Через месяц Беликов умер. Хоронили мы его все, то есть обе гимназии и семинария. Теперь, когда он лежал в гробу, выражение у него было кроткое, приятное, даже веселое, точно он был рад, что наконец его положили в футляр, из которого он уже никогда не выйдет. Да, он достиг своего идеала! И как бы в честь его во время похорон была пасмурная, дождливая погода, и все мы были в калошах и с зонтами. Варенька тоже была на похоронах и, когда гроб опускали в могилу, всплакнула. Я заметил, что хохлушки только плачут или хохочут, среднего же настроения у них не бывает.
Признаюсь, хоронить таких людей, как Беликов, это большое удовольствие. Когда мы возвращались с кладбища, то у нас были скромные постные физиономии; никому не хотелось обнаружить этого чувства удовольствия, — чувства, похожего на то, какое мы испытывали давно-давно, еще в детстве, когда старшие уезжали из дому и мы бегали по саду час-другой, наслаждаясь полною свободой. Ах, свобода, свобода!

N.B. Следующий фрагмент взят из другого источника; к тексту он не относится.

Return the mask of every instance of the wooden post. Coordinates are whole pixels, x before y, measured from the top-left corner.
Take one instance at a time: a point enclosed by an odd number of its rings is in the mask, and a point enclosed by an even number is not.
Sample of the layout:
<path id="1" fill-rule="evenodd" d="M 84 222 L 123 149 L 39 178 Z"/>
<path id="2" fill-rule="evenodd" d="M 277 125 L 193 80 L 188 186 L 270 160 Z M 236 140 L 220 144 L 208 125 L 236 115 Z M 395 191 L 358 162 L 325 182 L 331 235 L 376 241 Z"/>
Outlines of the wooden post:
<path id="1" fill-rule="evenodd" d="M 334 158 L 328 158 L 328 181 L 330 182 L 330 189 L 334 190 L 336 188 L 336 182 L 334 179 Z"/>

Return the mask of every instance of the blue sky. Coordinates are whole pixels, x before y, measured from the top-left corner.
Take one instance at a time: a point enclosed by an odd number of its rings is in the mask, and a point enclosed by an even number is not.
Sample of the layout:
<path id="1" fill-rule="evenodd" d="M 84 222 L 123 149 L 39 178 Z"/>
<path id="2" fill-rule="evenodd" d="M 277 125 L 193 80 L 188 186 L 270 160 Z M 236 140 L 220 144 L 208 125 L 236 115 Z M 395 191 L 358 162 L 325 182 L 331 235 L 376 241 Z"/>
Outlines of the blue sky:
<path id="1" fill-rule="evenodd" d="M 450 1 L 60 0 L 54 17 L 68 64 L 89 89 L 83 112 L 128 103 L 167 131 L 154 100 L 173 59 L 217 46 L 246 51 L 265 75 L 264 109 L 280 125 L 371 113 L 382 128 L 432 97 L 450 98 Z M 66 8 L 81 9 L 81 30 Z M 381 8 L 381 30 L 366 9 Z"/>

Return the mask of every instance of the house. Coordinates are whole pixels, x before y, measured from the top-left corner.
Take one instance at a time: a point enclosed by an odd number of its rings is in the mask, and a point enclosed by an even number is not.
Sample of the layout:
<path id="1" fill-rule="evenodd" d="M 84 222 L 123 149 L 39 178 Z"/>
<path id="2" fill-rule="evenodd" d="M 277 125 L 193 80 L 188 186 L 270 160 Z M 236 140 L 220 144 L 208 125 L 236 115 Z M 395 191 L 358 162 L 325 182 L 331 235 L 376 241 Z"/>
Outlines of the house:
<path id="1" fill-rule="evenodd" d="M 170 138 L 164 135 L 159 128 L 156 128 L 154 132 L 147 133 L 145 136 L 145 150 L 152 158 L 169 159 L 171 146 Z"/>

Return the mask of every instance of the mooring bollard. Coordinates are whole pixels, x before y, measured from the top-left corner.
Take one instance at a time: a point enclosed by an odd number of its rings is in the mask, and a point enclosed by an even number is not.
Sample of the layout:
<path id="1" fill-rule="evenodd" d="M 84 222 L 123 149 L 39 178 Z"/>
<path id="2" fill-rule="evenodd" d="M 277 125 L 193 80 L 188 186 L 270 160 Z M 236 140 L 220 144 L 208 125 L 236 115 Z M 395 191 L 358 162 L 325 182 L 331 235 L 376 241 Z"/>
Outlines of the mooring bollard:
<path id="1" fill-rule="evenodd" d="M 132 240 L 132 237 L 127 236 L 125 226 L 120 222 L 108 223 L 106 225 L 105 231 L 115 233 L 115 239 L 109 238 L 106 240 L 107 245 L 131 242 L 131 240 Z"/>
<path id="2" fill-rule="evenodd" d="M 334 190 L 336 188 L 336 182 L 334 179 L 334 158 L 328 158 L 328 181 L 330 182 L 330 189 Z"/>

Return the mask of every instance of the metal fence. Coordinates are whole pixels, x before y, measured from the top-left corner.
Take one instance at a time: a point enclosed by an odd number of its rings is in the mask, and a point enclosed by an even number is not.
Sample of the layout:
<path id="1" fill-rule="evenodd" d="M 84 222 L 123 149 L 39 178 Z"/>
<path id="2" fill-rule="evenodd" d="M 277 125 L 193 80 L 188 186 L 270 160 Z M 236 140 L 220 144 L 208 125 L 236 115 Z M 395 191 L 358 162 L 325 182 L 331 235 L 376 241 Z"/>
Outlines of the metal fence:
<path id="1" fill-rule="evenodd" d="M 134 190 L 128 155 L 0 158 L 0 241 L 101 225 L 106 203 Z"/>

Даже намек, даже слабая надежда на ее возможность дает душе крылья, не правда ли?
Вернулись мы с кладбища в добром расположении. Но прошло не больше недели, и жизнь потекла по-прежнему, такая же суровая, утомительная, бестолковая, жизнь, не запрещенная циркулярно, но и не разрешенная вполне; не стало лучше. И в самом деле, Беликова похоронили, а сколько еще таких человеков в футляре осталось, сколько их еще будет!
— То-то вот оно и есть, — сказал Иван Иваныч и за курил трубку.
— Сколько их еще будет! — повторил Буркин.
Учитель гимназии вышел из сарая. Это был человек небольшого роста, толстый, совершенно лысый, с черной бородой чуть не по пояс; и с ним вышли две собаки.
— Луна-то, луна! — сказал он, глядя вверх.
Была уже полночь. Направо видно было всё село, длинная улица тянулась далеко, верст на пять. Всё было погружено в тихий, глубокий сон; ни движения, ни звука, даже не верится, что в природе может быть так тихо. Когда в лунную ночь видишь широкую сельскую улицу с ее избами, стогами, уснувшими ивами, то на душе становится тихо; в этом своем покое, укрывшись в ночных тенях от трудов, забот и горя, она кротка, печальна, прекрасна, и кажется, что и звезды смотрят на нее ласково и с умилением и что зла уже нет на земле и всё благополучно. Налево с края села начиналось поле; оно было видно далеко, до горизонта, и во всю ширь этого поля, залитого лунным светом, тоже ни движения, ни звука.
— То-то вот оно и есть, — повторил Иван Иваныч. — А разве то, что мы живем в городе в духоте, в тесноте, пишем ненужные бумаги, играем в винт — разве это не футляр? А то, что мы проводим всю жизнь среди бездельников, сутяг, глупых, праздных женщин, говорим и слушаем разный вздор — разве это не футляр? Вот если желаете, то я расскажу вам одну очень поучительную историю.
— Нет, уж пора спать, — сказал Буркин. — До завтра!
Оба пошли в сарай и легли на сене. И уже оба укрылись и задремали, как вдруг послышались легкие шаги: туп, туп… Кто-то ходил недалеко от сарая; пройдет немного и остановится, а через минуту опять: туп, туп… Собаки заворчали.
— Это Мавра ходит, — сказал Буркин.
Шаги затихли.
— Видеть и слышать, как лгут, — проговорил Иван Иваныч, поворачиваясь на другой бок, — и тебя же называют дураком за то, что ты терпишь эту ложь; сносить обиды, унижения, не сметь открыто заявить, что ты на стороне честных, свободных людей, и самому лгать, улыбаться, и всё это из-за куска хлеба, из-за теплого угла, из-за какого-нибудь чинишка, которому грош цена, — нет, больше жить так невозможно!
— Ну, уж это вы из другой оперы, Иван Иваныч, — сказал учитель. — Давайте спать.
И минут через десять Буркин уже спал. А Иван Иваныч всё ворочался с боку на бок и вздыхал, а потом встал, опять вышел наружу и, севши у дверей, закурил трубочку.